22-03-2010, 09:57 PM
by Matthew Galla Materials and Process Development
Circuit protection for rechargeable lithium-based battery cells and packs is a critical design consideration. Overcurrent and overtemperature conditions that can result from accidental shorting or abusive/runaway charging can raise temperatures high enough to damage components and cause substantial equipment damage.
Early circuit-protection designs relied on fragile one-shot fuses to provide total current interruption for overcurrent protection. However, because the majority of fault conditions that a battery pack encounters are relatively infrequent or intermittent events, a resettable protection device is generally preferable.
Today, Li-ion packs typically include an active overvoltage and overcurrent detecting safety circuit (IC and MOSFETs) as the primary pack protection, and a polymeric positive temperature coefficient (PPTC) device in series as a second level of protection. Although the semiconductor circuitry is considered reliable, there are conditions under which failure of the primary protection may occur, such as excessive electrostatic discharge, high temperature, or oscillation during a short circuit condition. In these cases, the PPTC device provides both short-circuit and overcharge protection.

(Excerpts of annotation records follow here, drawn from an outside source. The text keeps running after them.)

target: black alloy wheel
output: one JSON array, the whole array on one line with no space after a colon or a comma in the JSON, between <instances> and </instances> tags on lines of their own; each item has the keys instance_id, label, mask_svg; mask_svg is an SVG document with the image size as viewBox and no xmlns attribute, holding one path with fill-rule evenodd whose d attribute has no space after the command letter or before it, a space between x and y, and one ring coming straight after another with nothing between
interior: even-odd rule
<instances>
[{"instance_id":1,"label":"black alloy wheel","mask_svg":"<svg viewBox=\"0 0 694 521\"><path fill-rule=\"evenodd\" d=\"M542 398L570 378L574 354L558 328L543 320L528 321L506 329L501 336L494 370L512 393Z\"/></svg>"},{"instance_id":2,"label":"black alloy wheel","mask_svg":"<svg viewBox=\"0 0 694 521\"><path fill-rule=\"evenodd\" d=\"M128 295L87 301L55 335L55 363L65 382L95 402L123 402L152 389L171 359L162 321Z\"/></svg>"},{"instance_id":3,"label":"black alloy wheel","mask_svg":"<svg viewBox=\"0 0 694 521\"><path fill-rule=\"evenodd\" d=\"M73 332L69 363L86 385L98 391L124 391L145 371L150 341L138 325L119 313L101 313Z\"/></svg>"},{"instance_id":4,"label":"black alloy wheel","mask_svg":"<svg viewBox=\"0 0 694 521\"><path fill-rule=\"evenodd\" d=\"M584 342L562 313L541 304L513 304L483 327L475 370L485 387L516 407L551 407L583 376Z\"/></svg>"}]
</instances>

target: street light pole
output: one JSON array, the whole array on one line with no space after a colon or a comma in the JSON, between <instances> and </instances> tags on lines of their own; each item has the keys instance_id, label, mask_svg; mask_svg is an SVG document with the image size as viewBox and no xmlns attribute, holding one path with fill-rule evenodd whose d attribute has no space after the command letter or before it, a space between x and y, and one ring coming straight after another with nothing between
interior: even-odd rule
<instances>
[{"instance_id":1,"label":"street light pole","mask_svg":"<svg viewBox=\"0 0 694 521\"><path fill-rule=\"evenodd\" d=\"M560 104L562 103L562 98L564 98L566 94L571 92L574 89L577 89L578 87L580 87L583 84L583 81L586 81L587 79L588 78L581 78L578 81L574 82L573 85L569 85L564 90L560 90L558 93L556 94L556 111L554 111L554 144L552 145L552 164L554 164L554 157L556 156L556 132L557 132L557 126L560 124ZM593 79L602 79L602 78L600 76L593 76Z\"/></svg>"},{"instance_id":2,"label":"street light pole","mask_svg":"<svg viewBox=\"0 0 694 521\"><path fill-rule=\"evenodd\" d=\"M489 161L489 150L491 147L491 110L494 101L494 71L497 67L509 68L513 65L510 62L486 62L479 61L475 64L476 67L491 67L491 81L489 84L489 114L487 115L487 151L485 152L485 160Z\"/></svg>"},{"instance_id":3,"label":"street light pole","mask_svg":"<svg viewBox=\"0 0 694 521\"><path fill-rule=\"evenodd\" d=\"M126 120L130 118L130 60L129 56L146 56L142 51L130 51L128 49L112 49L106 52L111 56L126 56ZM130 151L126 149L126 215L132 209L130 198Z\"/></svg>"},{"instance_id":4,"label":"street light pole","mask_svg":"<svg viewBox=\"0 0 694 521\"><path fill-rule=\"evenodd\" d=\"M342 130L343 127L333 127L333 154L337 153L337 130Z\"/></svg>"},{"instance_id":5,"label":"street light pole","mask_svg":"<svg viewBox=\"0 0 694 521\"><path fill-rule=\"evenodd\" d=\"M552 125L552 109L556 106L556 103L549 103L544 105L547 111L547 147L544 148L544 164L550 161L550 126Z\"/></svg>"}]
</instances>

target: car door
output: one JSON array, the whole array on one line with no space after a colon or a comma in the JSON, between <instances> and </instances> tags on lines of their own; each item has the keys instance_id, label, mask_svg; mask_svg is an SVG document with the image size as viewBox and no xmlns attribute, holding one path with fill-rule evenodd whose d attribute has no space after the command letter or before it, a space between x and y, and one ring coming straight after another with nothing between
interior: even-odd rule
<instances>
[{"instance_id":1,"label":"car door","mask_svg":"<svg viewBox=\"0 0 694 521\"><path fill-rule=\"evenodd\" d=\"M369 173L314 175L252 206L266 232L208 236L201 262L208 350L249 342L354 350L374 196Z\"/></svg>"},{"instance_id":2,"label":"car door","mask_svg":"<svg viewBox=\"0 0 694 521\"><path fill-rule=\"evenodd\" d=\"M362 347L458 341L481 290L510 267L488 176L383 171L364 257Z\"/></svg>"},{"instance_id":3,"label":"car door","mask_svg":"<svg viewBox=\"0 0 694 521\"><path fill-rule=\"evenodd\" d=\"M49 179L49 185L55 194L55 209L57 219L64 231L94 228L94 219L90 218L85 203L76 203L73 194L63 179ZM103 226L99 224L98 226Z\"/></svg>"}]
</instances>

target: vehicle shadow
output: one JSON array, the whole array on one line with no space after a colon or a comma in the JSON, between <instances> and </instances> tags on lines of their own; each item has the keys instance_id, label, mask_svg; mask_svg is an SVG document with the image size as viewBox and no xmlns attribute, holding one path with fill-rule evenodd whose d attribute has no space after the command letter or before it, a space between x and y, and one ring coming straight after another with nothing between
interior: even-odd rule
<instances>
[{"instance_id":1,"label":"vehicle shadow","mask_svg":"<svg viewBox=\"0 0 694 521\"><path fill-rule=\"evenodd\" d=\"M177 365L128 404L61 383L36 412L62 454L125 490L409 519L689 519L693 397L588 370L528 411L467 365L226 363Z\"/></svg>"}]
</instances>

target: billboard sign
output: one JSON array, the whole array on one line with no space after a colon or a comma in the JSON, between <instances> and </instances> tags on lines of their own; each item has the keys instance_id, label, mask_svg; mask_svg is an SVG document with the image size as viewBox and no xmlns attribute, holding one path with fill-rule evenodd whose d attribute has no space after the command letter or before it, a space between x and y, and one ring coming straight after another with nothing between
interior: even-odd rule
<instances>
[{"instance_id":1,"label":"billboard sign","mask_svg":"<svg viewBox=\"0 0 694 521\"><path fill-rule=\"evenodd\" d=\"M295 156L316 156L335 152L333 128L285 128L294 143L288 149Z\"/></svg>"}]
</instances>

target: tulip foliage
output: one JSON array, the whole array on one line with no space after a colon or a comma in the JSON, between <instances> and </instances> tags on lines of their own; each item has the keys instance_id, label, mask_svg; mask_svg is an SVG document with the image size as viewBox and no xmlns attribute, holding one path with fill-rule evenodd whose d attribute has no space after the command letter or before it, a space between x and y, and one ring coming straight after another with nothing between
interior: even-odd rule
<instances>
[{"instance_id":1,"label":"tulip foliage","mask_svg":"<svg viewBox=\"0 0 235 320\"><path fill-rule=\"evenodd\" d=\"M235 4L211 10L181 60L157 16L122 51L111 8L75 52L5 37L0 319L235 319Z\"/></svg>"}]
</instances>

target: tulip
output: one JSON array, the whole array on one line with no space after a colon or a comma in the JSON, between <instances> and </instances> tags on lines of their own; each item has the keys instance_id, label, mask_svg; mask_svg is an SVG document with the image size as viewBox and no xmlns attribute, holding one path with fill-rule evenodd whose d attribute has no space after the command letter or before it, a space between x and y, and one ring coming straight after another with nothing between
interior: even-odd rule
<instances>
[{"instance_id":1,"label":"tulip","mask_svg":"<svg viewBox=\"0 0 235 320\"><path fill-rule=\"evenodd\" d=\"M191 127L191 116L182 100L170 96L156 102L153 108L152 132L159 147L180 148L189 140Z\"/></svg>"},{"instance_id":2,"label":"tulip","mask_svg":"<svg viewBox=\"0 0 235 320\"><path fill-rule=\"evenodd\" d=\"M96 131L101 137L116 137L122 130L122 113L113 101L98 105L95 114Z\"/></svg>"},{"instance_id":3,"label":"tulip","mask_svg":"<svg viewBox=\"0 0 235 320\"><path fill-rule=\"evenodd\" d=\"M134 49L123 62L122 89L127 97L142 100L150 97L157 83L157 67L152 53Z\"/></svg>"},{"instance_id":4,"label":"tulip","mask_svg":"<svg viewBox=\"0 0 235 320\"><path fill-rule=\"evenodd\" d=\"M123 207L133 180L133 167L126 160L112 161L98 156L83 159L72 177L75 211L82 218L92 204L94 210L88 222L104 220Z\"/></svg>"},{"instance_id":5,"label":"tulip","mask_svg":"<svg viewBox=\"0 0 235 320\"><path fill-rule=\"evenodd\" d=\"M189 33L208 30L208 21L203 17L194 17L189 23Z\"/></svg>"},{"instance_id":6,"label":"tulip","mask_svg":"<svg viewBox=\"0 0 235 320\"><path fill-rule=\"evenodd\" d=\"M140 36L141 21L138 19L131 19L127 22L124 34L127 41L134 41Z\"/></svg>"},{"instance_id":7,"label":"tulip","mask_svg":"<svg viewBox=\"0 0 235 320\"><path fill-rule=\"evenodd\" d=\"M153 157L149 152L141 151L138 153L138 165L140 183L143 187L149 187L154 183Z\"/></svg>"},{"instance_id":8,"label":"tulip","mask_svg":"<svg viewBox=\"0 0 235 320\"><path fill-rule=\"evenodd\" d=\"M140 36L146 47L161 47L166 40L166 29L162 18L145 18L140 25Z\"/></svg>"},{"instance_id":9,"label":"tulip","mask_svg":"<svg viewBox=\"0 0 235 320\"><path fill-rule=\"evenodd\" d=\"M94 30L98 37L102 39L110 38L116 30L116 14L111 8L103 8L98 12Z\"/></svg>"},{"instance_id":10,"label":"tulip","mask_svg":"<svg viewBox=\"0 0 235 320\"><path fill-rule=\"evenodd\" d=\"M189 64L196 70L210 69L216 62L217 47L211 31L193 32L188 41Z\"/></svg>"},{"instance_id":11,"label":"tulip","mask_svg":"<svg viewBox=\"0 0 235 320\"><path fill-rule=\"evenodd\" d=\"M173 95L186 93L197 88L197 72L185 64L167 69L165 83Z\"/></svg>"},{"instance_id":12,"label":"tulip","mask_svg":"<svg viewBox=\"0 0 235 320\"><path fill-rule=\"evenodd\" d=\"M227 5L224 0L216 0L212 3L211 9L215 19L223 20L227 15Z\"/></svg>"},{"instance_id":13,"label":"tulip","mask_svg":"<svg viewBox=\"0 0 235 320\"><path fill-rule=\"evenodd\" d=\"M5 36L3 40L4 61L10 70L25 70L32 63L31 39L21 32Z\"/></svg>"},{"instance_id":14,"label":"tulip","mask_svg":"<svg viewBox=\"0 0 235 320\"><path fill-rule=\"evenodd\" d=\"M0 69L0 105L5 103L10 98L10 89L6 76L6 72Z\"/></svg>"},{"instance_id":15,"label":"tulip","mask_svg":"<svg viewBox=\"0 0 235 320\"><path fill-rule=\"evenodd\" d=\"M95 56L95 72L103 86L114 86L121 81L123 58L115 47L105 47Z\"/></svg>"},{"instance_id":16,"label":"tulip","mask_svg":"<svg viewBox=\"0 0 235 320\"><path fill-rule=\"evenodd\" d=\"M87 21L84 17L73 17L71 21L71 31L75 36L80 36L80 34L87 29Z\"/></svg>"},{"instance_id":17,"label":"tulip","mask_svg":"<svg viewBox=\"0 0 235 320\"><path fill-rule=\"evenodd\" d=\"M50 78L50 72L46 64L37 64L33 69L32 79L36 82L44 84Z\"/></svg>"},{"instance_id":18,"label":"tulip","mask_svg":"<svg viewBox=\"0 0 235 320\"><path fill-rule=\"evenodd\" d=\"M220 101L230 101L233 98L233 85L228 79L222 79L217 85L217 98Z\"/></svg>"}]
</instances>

For emerging Li-ion cell technologies, such as Li-P and Li-Mn, the increased level of safety inherent in the cell design has led some OEM pack designers to eliminate the IC safety circuit and rely on a PPTC device as the primary short-circuit and overcharge protection (Fig. 1.) An optional secondary passive element, in the form of a current fuse or thermal fuse, is sometimes included if protection is needed beyond the rated voltage of the PPTC device.